Here’s a “Heckuva piece by @BetsyMorris2 @dseetharaman on how FB squashes competition. ‘That would scare the crap out of me,’” tweets Scott Austin, who links to The New Copycats: How Facebook Squashes Competition From Startups, by Betsy Morris and Deepa Seetharaman of The Wall Street Journal.
“Honey, Goldman Seized The Yacht; Banks’ latest gold rush: Loans to wealthy clients backed by Warhols & wine,” tweets Daisy Maxey. She’s referring to Why Goldman Sachs Seized a Client’s 217-Foot Yacht, by The Wall Street Journal’s Liz Hoffman. You know, “The one about Goldman Sachs, its billionaire client and his 217-foot yacht. Great story by @lizrhoffman,” as Nabila Ahmed tweets. Says Ben Eisen, “This great story by @lizrhoffman is about Goldman Sachs, a yacht, and an oil tycoon. Need I say more?“
“Whether a parody or not, this craigslist ad sums up SF in 2017,” says Stephanie M. Lee. She links to a San Francisco Craigslist ad, Personal Assistant MUST LOVE DOGS. “Willing to carry a 40lb dog up stairs & clean its vomit? Apply here with a video and all your social media accounts!” tweets Sheera Frenkel. “JOB ALERT: Babysitter needed for two 30-somethings in San Francisco,” says Steve Kovach. “1 of the most insane things I've ever seen. It's like an amalgam of all millennial stereotypes,” says Jacob Weindling. “The Devil Wears Allbirds,” says Kevin Roose.

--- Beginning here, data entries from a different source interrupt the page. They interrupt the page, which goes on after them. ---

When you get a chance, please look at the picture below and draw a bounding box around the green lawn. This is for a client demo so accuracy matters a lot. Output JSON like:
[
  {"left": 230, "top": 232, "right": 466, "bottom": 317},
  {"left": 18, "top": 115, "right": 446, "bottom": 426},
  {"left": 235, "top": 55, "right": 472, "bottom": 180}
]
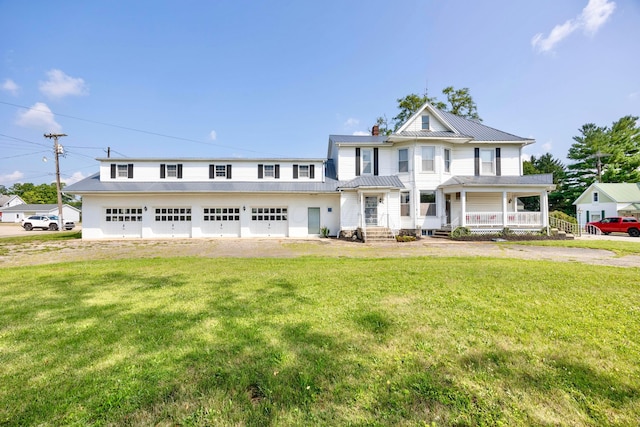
[
  {"left": 504, "top": 238, "right": 640, "bottom": 256},
  {"left": 1, "top": 257, "right": 639, "bottom": 426}
]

“lol this rules,” says Eve Peyser. “Read this and realize how little ground we've gained since the days of patent medicine and snake oil,” says Nancy Nall Derringer. She’s referring to We Sent Alex Jones' Infowars Supplements To A Lab. Here's What's In Them, by BuzzFeed’s Charlie Warzel. Spoiler alert from Will Sommer: “A lab reviews Alex Jones's nutrition supplements: ‘"worthless,’ ‘there's no proof that this works.’”
And finally today, “alright folks. it's been a vitriolic week over at google. time for a little laughter to lighten the mood,” tweets Aarti Shahani. Head over to McSweeney’s to read Ben Kronengold’s essay, I’m a Google Manufacturing Robot and I Believe Humans Are Biologically Unfit to Have Jobs in Tech.